BMW now has the "pace to fight for wins" in the World Endurance Championship with its M Hybrid V8 LMDh, WRT team boss Vincent Vosse believes.
Vosse made the statement after the #15 WRT BMW shared by Marco Wittmann, Raffaele Marciello and Dries Vanthoor took M Hybrid's first WEC Hypercar class podium with second place behind Porsche in last Sunday's Fuji 6 Hours.
"We had the pace to fight the Porsche and fight for the win but P2 is still good, we'll take that," Vosse told Motorsport.com.
"We proved that we are now in the mix, that we can compete."

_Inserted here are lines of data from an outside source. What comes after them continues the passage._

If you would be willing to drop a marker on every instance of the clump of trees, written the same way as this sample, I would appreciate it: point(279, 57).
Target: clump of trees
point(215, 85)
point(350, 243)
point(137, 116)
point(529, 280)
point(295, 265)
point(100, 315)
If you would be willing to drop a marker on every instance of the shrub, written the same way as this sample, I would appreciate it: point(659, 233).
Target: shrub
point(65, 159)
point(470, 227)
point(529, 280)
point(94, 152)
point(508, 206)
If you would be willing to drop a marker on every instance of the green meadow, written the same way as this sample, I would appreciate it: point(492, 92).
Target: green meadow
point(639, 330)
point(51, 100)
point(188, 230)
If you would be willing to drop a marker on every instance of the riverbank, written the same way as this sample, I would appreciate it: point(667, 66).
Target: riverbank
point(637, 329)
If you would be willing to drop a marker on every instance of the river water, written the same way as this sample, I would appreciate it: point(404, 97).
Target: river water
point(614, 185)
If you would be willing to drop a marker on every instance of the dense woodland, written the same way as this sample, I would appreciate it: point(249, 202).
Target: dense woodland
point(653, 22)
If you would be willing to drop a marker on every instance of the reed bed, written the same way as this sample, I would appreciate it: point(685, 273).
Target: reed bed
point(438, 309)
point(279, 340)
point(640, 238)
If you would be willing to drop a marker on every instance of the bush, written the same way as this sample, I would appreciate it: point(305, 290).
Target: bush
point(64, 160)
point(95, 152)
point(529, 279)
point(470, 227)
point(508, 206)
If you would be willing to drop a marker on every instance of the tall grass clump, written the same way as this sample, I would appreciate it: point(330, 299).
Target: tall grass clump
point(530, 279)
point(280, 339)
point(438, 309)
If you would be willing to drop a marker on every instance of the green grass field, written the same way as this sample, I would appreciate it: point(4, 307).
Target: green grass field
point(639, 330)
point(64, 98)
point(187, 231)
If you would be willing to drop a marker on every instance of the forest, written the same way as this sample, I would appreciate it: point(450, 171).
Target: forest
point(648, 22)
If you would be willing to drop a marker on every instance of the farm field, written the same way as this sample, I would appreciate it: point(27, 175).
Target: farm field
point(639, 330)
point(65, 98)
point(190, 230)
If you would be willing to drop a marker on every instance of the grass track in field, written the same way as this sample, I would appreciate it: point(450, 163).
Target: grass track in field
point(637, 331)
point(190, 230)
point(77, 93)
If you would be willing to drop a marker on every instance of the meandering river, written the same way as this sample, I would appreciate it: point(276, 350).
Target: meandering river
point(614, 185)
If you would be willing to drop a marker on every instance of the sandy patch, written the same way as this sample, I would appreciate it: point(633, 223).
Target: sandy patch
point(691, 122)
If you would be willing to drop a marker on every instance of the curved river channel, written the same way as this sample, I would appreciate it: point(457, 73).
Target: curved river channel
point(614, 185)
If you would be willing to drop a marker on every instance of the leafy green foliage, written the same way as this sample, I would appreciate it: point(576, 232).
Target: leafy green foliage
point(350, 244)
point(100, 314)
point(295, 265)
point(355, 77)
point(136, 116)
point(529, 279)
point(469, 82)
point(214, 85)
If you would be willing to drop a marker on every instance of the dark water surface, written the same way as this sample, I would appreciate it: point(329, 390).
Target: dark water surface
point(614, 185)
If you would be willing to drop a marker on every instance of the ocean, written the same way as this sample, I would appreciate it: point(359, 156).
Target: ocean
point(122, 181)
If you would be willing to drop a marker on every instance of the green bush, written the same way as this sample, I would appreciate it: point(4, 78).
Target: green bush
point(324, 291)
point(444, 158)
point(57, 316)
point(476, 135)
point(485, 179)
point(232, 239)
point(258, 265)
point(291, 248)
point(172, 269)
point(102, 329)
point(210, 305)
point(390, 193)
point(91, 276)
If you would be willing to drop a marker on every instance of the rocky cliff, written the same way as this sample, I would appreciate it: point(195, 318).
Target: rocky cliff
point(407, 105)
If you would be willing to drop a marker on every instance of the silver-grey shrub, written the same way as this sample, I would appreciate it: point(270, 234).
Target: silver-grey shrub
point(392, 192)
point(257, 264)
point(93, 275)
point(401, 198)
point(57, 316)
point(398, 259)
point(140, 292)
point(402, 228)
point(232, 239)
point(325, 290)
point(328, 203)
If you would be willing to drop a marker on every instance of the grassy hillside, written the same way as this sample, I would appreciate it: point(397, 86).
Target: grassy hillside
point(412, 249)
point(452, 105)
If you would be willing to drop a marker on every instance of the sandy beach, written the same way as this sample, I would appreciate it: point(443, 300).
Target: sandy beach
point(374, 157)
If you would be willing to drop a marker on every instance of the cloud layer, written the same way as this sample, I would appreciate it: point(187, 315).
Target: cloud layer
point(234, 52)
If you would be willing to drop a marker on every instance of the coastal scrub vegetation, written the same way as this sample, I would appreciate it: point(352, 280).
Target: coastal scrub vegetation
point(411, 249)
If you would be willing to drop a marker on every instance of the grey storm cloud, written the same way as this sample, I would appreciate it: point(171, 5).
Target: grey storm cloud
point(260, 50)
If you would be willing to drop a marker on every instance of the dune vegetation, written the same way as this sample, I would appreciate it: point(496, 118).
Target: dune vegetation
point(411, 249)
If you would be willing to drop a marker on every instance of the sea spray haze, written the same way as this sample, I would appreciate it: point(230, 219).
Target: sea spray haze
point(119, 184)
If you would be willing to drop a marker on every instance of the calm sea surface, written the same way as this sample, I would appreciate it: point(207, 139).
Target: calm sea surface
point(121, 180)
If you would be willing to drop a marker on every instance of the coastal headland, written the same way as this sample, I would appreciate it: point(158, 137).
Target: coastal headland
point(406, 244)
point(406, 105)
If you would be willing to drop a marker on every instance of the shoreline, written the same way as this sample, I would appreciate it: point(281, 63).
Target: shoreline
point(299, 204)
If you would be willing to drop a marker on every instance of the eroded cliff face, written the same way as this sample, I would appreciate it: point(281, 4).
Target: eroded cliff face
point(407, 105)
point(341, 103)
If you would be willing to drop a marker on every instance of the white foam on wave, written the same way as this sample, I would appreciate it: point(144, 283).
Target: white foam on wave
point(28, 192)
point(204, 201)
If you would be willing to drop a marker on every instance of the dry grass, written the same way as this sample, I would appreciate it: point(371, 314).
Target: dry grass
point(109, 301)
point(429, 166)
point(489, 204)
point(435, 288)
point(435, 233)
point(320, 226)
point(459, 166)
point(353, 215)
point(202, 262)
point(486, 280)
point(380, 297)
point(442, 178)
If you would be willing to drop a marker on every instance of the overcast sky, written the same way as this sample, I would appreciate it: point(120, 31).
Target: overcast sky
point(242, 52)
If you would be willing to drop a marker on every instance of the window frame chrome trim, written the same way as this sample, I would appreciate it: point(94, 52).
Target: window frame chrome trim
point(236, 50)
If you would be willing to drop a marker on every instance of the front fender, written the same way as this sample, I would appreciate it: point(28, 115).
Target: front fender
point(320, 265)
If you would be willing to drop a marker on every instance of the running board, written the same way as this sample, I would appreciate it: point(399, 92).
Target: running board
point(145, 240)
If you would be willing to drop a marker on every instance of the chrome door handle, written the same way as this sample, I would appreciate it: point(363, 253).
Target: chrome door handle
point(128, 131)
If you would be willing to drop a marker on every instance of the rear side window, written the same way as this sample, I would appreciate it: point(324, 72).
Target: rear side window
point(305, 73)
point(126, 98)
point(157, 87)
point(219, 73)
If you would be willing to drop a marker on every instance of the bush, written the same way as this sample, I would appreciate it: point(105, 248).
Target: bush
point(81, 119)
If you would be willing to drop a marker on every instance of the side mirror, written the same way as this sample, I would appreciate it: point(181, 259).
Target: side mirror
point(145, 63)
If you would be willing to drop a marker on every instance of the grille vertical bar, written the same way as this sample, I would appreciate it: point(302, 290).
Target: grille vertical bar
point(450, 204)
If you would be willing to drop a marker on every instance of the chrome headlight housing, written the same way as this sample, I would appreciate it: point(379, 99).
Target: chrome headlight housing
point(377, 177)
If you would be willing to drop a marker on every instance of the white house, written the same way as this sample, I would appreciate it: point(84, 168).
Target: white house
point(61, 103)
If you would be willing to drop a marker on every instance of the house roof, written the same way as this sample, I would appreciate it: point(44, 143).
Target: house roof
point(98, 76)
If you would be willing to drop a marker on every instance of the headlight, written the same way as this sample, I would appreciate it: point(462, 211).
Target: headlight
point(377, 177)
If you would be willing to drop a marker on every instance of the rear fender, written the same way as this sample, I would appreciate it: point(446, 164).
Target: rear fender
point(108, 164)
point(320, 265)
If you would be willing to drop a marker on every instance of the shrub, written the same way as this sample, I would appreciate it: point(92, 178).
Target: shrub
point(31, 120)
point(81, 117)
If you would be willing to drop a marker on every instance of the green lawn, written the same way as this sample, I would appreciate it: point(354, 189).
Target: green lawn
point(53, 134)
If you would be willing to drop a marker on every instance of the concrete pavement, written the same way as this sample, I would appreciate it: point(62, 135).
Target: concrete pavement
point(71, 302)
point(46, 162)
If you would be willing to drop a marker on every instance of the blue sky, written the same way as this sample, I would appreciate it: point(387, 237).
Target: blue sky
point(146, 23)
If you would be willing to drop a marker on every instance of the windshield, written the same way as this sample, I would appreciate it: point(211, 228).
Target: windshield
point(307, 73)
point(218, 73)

BMW's Fuji performance, which also encompassed the M Hybrid's best WEC qualifying performance with third position for Vanthoor, came after a step forward was made last time out at Austin earlier this month.
The best of the BMWs at the Circuit of The Americas, the #20 car shared by Rene Rast, Robin Frijns and Sheldon van der Linde, was on course for fifth before a penultimate-hour drive-through penalty and then sixth before the car stopped a lap too late at its final pit call and was penalised again for going over its energy allocation for the stint.

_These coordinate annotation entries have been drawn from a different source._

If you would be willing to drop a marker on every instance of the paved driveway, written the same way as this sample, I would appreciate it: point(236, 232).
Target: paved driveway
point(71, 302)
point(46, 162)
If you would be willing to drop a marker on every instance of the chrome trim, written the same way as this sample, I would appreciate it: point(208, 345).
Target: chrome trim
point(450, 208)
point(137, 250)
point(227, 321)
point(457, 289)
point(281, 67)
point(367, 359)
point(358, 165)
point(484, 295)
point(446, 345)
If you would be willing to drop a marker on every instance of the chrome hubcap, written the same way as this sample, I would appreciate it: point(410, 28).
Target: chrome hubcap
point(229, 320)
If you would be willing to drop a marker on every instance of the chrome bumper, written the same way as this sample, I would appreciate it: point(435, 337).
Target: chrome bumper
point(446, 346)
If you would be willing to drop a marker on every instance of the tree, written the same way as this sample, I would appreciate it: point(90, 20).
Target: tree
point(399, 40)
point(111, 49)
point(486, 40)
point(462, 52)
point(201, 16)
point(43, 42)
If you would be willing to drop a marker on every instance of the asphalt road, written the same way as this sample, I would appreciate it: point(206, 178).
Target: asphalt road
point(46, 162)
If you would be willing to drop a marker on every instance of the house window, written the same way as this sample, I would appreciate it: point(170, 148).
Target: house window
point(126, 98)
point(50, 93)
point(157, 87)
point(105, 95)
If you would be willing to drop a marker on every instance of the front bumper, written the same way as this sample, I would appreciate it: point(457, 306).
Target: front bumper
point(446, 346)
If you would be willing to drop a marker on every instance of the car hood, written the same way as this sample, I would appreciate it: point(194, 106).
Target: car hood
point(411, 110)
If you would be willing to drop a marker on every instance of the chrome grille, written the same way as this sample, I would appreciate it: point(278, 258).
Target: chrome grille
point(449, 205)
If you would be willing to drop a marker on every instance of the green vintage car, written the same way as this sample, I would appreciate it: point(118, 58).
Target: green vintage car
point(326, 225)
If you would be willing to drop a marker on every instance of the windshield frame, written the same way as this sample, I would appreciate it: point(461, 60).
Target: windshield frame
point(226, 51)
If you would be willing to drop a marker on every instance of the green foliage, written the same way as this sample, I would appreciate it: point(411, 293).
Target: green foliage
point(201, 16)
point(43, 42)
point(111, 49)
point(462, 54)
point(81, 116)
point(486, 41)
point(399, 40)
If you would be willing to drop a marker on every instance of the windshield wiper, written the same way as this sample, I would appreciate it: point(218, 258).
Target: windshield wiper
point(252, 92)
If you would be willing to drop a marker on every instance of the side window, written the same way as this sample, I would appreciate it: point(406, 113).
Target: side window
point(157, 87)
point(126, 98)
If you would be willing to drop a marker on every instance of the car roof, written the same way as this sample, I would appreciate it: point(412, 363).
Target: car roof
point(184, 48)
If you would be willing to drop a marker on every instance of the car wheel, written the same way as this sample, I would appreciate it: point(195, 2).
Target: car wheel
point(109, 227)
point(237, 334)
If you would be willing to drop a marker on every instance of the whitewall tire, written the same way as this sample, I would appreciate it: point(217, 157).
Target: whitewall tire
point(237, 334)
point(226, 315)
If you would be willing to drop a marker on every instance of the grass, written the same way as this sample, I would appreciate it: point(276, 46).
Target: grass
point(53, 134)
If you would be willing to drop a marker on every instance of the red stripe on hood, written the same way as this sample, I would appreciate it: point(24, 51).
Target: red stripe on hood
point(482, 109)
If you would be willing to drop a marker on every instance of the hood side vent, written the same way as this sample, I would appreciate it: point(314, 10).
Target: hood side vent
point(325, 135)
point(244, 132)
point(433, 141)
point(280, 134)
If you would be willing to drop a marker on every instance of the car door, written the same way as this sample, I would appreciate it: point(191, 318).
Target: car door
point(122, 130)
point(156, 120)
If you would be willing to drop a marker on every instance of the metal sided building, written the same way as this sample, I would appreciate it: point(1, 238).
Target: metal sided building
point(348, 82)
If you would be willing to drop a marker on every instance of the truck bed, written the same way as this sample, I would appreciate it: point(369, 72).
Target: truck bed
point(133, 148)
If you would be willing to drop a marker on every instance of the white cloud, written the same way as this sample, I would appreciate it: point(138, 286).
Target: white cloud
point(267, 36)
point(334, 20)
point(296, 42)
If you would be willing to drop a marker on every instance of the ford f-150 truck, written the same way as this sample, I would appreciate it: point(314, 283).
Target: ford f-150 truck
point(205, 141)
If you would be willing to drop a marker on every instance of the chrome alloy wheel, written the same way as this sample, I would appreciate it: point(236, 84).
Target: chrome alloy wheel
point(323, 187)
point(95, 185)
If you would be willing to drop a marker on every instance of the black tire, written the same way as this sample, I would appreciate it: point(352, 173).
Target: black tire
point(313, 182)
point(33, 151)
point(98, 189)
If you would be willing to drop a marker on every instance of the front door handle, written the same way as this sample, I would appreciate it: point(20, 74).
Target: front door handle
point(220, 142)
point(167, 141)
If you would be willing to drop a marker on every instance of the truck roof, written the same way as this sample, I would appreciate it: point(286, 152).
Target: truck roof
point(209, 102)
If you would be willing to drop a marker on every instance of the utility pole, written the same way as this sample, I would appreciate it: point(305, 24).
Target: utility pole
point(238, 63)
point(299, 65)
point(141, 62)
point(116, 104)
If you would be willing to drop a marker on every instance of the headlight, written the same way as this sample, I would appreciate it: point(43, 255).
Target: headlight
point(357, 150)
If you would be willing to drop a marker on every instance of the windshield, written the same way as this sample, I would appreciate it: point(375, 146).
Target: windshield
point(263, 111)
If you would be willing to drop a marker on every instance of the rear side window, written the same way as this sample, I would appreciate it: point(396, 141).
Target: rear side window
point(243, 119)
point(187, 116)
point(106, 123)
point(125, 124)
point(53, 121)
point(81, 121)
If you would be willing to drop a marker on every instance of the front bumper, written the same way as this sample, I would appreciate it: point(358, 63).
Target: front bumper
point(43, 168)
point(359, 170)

Vosse revealed that WRT and BMW were unsure whether they could follow up on that at Fuji, a track on which the M Hybrid had never previously raced or tested.
"There was clearly a change of track characteristic, but we showed here with our best results in qualifying and the race that we are continuing to make progress.
"We are improving every little thing, the team, the car and the drivers' understanding of the car, and the Balance of Performance has also helped us," explained Vosse. "We were not the quickest today, but we were up there and we did our job."
Vosse suggested that BMW could have won the race at Fuji but for a broken left rear rim when Marciello was involved in an incident with Cadillac driver Earl Bamber in hour three.
Because Marciello had to pit early to hand over to Vanthoor it removed the strategic advantage the car had gained by stopping under the first Virtual Safety Car that led into a full safety car.
Asked if BMW is going to the 2024 WEC finale in Bahrain to win the race, Vosse was non-committal.
"At least we are going to Bahrain with confidence that we are going to be somewhere up there," he said.
"To say we are going to win would be difficult because Hypercar is so competitive now. Step after step we are getting there, but to win everything needs to be perfect and today for us it wasn't because we had the broken rim."